One good starting point is immediately enacting legislation to ensure that clinicians who prescribe controlled medications of any kind — not just those for addiction — receive baseline education about treating patients with SUD through health care professional schools, residency programs, or continuing education.

Another would be expanding federal programs such as the Loan Repayment Program for SUD Treatment Workforce authorized under the SUPPORT Act, the Mental Health and Substance Use Disorder Workforce Training Demonstration program, and the Practitioner Education program. These programs would bolster the medical workforce and provide the nation with an enormous return on its investment.

Remove frustrating barriers to evidence-based addiction treatment

In addition to training frontline medical workers, the nation must build its capacity and its willingness to deliver evidence-based addiction care. While therapies must be individualized to each patient’s unique needs, treatment practices should be consistent with generally accepted standards of care. The current lack of standardization in addiction treatment, on the one hand, and in health insurance coverage for it, on the other, has made it incredibly difficult for policymakers, payers, patients, and families to identify addiction treatment backed by science and evidence.

High-quality addiction care is driven by thorough assessment of an individual’s medical, psychiatric, social, and addiction factors. This assessment then leads to a patient-specific treatment plan that delineates a sufficient intensity and duration of care to produce the best possible outcome. Addiction care should be measured in months or years, not in days or weeks.

Yet even where high-quality addiction treatment services that are consistent with nationally recognized standards of care and clinical practice, such as the ASAM Criteria, are available, third-party payer policies that limit coverage or payments can prevent patients from accessing those services.

Narrow networks, onerous utilization management policies, limitations on Medicaid coverage for incarcerated individuals, and high cost-sharing requirements are just some of the hurdles that Americans face when attempting to access addiction treatment. Reforming current payment policies and ensuring mental health and addiction parity would dramatically expand access to life-saving treatments.

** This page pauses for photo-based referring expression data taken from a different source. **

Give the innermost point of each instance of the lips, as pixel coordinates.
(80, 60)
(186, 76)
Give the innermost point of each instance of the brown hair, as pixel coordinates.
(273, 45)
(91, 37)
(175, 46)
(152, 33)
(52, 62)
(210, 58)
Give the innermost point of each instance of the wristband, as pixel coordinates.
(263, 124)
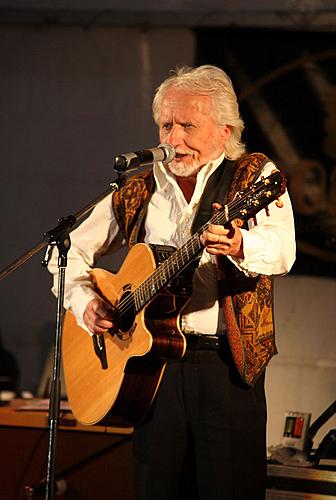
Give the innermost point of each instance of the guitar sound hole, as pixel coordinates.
(126, 314)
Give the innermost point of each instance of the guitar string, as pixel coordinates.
(149, 287)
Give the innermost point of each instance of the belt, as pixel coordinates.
(203, 341)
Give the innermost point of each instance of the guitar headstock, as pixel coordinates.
(250, 201)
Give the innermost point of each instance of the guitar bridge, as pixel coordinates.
(100, 350)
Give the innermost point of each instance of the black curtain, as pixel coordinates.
(286, 83)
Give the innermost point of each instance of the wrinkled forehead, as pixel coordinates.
(182, 101)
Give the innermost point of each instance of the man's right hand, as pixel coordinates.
(98, 316)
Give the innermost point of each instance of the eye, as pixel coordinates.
(166, 126)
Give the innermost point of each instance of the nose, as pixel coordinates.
(175, 136)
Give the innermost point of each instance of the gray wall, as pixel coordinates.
(70, 101)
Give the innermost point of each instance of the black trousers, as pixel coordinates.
(205, 435)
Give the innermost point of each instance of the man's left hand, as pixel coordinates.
(223, 240)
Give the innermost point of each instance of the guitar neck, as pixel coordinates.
(244, 206)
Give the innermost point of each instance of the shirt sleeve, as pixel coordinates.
(99, 234)
(269, 246)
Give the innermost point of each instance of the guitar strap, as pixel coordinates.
(216, 189)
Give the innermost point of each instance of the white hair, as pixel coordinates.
(214, 82)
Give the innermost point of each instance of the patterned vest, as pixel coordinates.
(247, 302)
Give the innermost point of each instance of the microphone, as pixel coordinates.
(164, 153)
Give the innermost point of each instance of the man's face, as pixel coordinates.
(186, 123)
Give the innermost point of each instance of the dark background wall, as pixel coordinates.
(75, 90)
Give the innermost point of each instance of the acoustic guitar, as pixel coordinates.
(112, 379)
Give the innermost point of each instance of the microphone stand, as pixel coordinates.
(59, 237)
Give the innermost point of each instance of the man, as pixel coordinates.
(210, 410)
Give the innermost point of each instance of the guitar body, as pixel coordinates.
(116, 383)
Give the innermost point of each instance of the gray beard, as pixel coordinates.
(182, 170)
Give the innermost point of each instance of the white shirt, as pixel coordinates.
(269, 247)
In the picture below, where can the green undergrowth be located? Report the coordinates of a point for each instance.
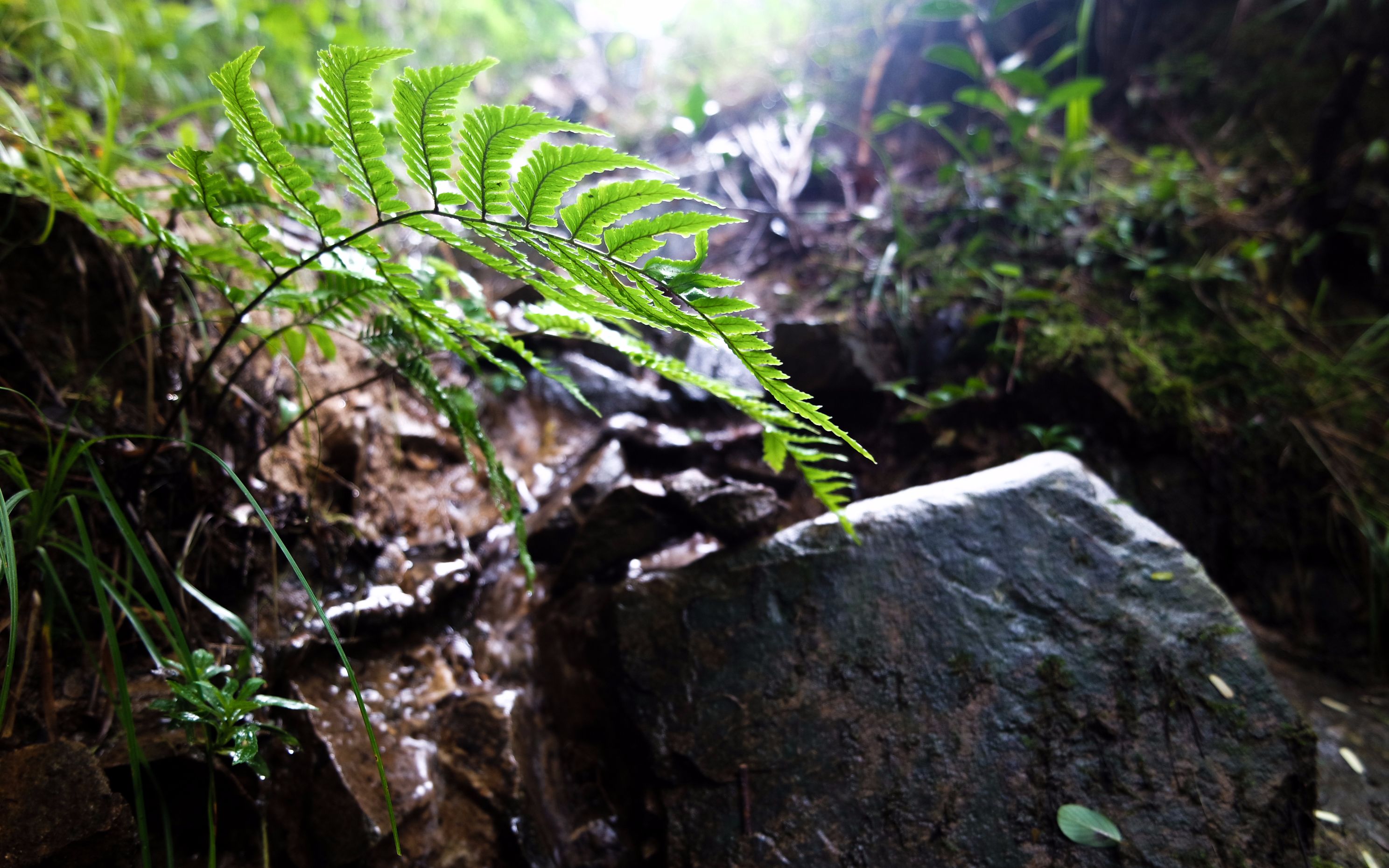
(1186, 282)
(291, 238)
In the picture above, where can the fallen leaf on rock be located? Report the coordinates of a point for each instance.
(1220, 685)
(1352, 760)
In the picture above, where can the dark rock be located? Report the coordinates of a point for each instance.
(823, 360)
(996, 648)
(476, 745)
(628, 521)
(57, 810)
(608, 389)
(730, 509)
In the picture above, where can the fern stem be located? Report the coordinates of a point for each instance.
(251, 306)
(241, 367)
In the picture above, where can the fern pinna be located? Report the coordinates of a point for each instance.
(588, 270)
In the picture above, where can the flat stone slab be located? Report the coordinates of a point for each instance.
(999, 645)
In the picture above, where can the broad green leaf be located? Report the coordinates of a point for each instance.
(1027, 81)
(1063, 55)
(1087, 827)
(982, 98)
(424, 102)
(602, 206)
(346, 99)
(955, 57)
(550, 171)
(490, 140)
(1069, 92)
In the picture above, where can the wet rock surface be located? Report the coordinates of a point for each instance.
(998, 646)
(59, 812)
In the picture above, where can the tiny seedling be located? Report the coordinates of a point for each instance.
(221, 717)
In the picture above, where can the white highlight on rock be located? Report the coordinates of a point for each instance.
(1220, 685)
(1352, 760)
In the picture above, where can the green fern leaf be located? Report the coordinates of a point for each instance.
(550, 171)
(260, 138)
(603, 206)
(639, 237)
(491, 137)
(348, 105)
(424, 102)
(207, 184)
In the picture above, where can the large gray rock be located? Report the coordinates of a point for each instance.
(999, 645)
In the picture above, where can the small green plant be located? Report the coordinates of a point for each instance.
(1055, 436)
(1087, 827)
(221, 717)
(592, 266)
(221, 720)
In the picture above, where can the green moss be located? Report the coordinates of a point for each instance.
(1298, 734)
(1055, 674)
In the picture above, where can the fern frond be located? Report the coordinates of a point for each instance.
(782, 434)
(207, 184)
(490, 140)
(603, 206)
(424, 102)
(641, 237)
(306, 134)
(348, 105)
(514, 268)
(552, 171)
(462, 413)
(261, 141)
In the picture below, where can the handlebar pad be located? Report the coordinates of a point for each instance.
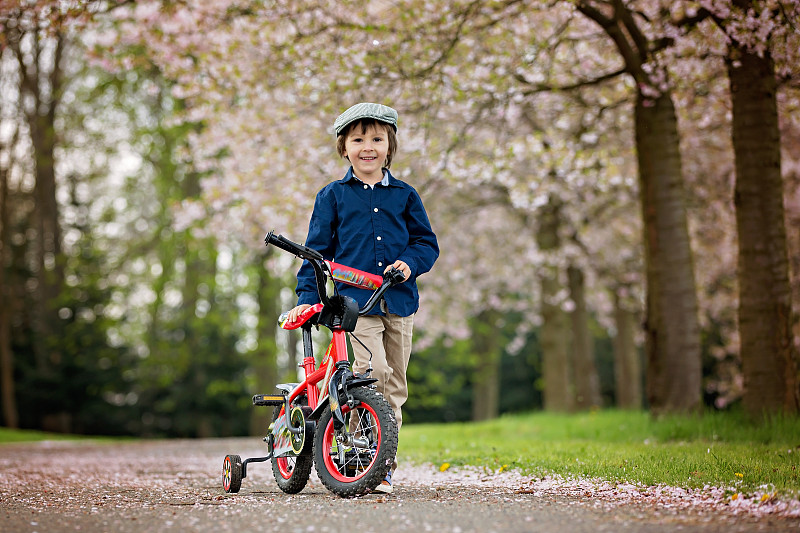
(303, 252)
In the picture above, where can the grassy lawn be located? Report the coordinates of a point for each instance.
(717, 449)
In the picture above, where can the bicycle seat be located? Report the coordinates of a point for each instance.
(305, 316)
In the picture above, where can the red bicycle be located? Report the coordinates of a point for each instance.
(335, 419)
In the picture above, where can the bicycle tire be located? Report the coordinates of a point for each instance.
(354, 471)
(292, 472)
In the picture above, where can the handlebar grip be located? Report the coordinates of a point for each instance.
(299, 250)
(394, 276)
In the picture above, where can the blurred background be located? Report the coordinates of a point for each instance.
(615, 186)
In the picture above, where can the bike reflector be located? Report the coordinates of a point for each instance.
(354, 277)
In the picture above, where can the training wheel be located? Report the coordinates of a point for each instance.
(232, 473)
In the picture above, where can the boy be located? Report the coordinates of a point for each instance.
(372, 221)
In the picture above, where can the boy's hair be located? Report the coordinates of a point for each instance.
(365, 123)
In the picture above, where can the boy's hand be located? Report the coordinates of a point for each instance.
(294, 313)
(402, 267)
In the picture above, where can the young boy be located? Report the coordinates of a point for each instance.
(372, 221)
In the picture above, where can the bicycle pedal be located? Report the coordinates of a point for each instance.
(268, 399)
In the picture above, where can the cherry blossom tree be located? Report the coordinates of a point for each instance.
(759, 35)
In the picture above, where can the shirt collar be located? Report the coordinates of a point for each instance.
(387, 180)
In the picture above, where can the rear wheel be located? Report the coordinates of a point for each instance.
(292, 472)
(360, 466)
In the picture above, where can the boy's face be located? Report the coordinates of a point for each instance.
(367, 151)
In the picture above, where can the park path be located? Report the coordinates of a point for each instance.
(174, 485)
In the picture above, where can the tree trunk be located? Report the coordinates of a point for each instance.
(555, 335)
(769, 358)
(10, 413)
(43, 89)
(264, 363)
(587, 379)
(672, 330)
(627, 363)
(487, 348)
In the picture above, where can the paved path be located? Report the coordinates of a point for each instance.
(175, 486)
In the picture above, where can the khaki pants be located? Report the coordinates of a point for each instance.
(389, 340)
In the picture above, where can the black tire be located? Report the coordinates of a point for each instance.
(292, 473)
(232, 473)
(357, 470)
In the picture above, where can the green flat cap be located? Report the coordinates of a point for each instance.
(366, 110)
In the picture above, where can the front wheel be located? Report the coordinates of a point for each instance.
(360, 466)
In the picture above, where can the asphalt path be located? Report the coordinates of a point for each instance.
(175, 485)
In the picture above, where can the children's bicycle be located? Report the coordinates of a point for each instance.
(335, 419)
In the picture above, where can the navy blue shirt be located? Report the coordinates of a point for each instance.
(369, 228)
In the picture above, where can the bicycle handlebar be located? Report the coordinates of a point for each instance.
(390, 278)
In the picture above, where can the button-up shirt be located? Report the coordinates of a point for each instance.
(369, 228)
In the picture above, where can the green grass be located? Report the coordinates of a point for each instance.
(716, 449)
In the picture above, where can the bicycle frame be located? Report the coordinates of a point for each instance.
(323, 385)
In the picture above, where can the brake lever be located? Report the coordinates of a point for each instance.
(394, 276)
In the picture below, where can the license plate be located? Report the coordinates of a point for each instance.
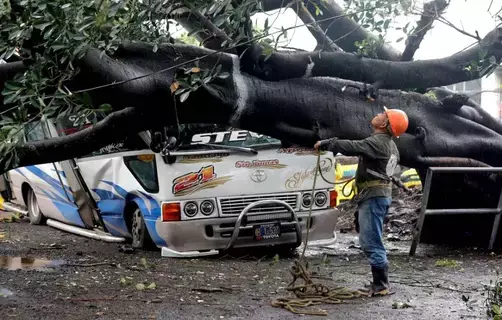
(267, 231)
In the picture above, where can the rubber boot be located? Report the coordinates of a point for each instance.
(380, 285)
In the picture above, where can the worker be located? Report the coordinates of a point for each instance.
(378, 157)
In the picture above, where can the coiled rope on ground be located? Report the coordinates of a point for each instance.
(308, 293)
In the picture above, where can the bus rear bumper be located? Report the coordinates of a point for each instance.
(207, 237)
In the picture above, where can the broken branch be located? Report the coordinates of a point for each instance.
(393, 75)
(431, 11)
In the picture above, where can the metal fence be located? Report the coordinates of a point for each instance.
(428, 212)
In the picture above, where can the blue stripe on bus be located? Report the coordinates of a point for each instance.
(51, 181)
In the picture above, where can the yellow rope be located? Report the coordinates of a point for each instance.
(308, 293)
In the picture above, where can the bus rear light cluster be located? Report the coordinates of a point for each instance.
(190, 209)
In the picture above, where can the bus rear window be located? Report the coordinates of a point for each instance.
(144, 169)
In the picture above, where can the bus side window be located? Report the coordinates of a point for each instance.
(144, 169)
(35, 131)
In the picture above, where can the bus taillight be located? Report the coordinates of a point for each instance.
(333, 195)
(171, 211)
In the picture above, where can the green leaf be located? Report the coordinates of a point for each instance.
(86, 98)
(105, 107)
(496, 310)
(42, 26)
(184, 96)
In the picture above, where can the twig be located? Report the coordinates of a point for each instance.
(432, 286)
(93, 299)
(112, 264)
(448, 23)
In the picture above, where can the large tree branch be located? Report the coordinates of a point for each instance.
(323, 40)
(388, 74)
(205, 31)
(296, 110)
(343, 30)
(431, 11)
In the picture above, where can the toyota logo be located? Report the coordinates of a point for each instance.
(258, 176)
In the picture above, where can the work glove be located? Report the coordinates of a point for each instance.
(323, 145)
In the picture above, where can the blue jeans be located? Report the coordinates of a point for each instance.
(371, 215)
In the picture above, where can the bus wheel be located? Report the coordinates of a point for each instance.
(36, 216)
(140, 236)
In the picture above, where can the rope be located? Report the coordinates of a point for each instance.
(308, 293)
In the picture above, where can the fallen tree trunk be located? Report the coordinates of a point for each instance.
(297, 110)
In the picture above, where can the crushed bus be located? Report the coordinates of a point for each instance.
(215, 191)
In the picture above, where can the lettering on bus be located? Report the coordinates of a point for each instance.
(214, 157)
(195, 181)
(219, 137)
(272, 164)
(298, 178)
(299, 151)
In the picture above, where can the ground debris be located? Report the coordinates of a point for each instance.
(400, 220)
(401, 305)
(311, 294)
(208, 289)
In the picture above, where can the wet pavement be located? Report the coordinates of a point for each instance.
(27, 263)
(97, 281)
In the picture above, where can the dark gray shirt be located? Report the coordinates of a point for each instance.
(377, 152)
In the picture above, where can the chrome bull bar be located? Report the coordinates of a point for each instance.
(238, 223)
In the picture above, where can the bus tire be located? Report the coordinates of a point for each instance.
(34, 213)
(140, 237)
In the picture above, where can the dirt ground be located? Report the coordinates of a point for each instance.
(240, 286)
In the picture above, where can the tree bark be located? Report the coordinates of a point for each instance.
(300, 111)
(323, 40)
(344, 31)
(389, 74)
(210, 36)
(431, 11)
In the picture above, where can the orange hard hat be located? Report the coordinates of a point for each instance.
(398, 121)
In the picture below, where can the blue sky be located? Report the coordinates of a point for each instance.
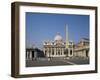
(45, 26)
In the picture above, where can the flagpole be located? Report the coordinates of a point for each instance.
(66, 36)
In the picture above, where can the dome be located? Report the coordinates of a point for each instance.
(58, 37)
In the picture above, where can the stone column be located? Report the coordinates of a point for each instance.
(68, 52)
(30, 55)
(27, 53)
(51, 51)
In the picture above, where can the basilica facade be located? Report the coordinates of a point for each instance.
(60, 49)
(57, 48)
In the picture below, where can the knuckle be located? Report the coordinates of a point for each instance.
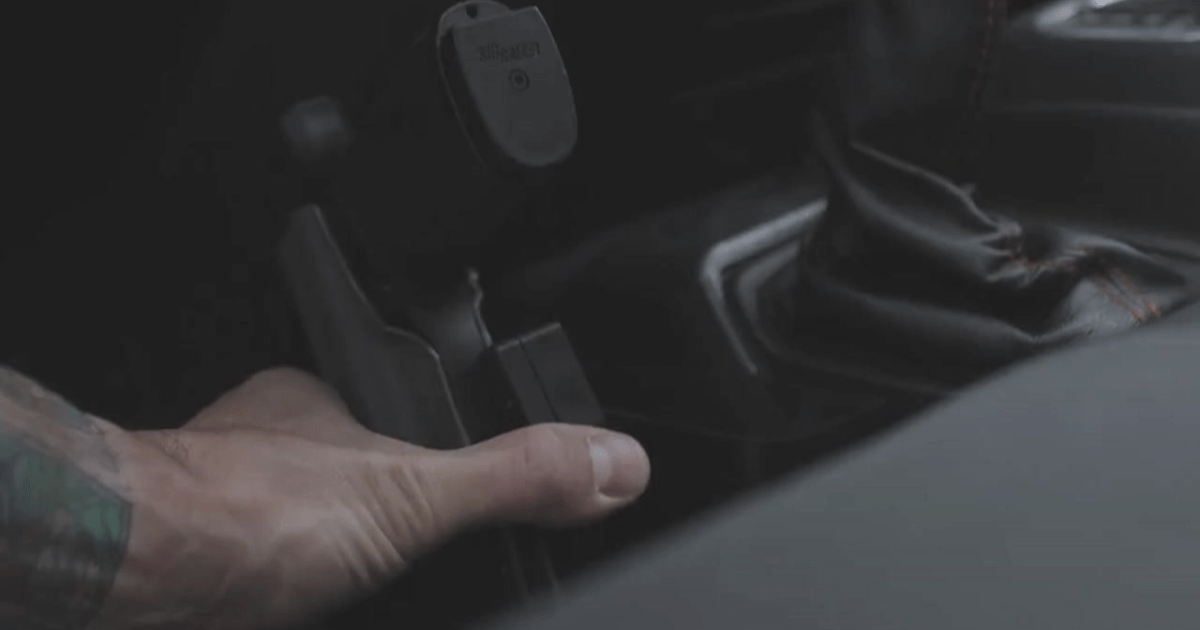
(544, 461)
(282, 377)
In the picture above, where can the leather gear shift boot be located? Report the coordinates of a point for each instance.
(904, 262)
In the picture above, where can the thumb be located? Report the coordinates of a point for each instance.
(546, 474)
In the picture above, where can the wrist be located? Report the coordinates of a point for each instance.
(190, 547)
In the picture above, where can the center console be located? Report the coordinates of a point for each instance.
(474, 252)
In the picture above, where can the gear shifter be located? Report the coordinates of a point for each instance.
(383, 280)
(906, 262)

Finally, it is still too difficult for people with opioid use disorder to find clinicians and treatment programs providing FDA-approved medications for their disorder due to stigma and overregulation. Medications including buprenorphine, methadone, and intramuscular naltrexone should be available to all patients, no matter where they seek treatment. To accomplish that, laws and regulations that impose unnecessary restrictions on these medicines must be reformed, including eliminating buprenorphine-specific training requirements and patient limits. Otherwise, future federal investments will continue to be limited in their ability to save lives.

Moving forward

As Congress works with the Biden administration to address Covid-19, prioritizing the U.S.’s national response to the other ongoing epidemic of drug overdoses will be essential. This will require strengthening the medical workforce to prevent and treat addiction and removing the barriers Americans face every day when trying to access evidence-based addiction care.

Only if we are willing to take these actions will we begin to stem the tide of overdose deaths that have cut short so many promising lives and devastated a nation.

Paul H. Earley is an addiction medicine physician who specializes in the assessment and treatment of health care professionals, and currently serves as president of the American Society of Addiction Medicine.